Kerr shook his head. ‘I don’t think it’s so simple as that,’ he said. ‘I heard Thomas the Merchant offered him the usual pension and he turned it down flat.’
Pennycook half choked on his wine. ‘Eh? But he’s a courtier, is he no’?’
Michael Kerr shrugged. ‘He is, but that’s what I heard.’
‘Good... Heavens.’
‘Perhaps it’s Lord Scrope putting him up to it. Perhaps he’s turning the screw on the price.’
Pennycook sat back in the carved chair, looking relieved. ‘Ay,’ he said. ‘That must be it. He’ll get the difference between what the Queen pays and what we ask, and he’ll have put his Deputy up to the game... I dinna like this talk of lawyers, though.’

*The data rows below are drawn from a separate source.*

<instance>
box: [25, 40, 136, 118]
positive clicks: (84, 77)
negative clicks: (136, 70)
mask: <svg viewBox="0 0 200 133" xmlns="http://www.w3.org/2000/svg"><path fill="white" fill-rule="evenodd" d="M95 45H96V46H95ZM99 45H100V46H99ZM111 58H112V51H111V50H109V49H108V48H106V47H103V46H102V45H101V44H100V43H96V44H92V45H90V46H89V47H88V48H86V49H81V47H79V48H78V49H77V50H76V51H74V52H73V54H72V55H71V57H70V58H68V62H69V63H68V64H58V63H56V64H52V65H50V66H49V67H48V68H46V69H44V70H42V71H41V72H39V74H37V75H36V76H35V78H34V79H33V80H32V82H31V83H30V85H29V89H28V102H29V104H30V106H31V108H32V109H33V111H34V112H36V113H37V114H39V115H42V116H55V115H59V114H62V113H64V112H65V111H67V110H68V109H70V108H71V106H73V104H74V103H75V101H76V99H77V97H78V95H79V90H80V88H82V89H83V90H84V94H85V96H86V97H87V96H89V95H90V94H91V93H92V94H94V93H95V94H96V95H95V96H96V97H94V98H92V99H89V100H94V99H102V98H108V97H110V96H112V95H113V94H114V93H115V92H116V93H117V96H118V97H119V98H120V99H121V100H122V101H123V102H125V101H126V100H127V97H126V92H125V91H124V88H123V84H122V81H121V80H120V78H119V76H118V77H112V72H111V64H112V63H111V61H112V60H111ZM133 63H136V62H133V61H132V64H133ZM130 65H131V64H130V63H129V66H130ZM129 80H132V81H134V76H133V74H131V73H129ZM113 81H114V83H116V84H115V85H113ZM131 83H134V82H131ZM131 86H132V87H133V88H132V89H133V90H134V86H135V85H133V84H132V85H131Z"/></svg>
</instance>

‘Well, you started it,’ Kerr pointed out. He was pacing up and down, looking very worried. ‘I wish ye hadnae. That young Deputy’s mad...’
‘Don’t trouble your head, Michael. It’s Lord Scrope.’
‘No, but...’ Michael Kerr was rethinking his own theory. ‘It must have been a surprise to him, when he saw the... the... er, vittles brought in. I saw his face. He’s not that good an actor, and he was angry wi’ his little wife as well. No. It’s the Deputy. And I know what he’s up to.’
‘What?’
‘See, if it was just a bribe he was after, he would have come to you privately and said, this is what I’ll do unless... And you would have argued a bit and then paid it. This was too public. If he suddenly changed his tune, him or Scrope, and says the vittles is fine, well, it’s an embarrassment.’
‘So?’ asked Pennycook warily.
Michael Kerr drank some wine.
‘He’s after the victualling contract himself,’ Kerr said grimly. ‘Or he’s doing it for some big London merchant.’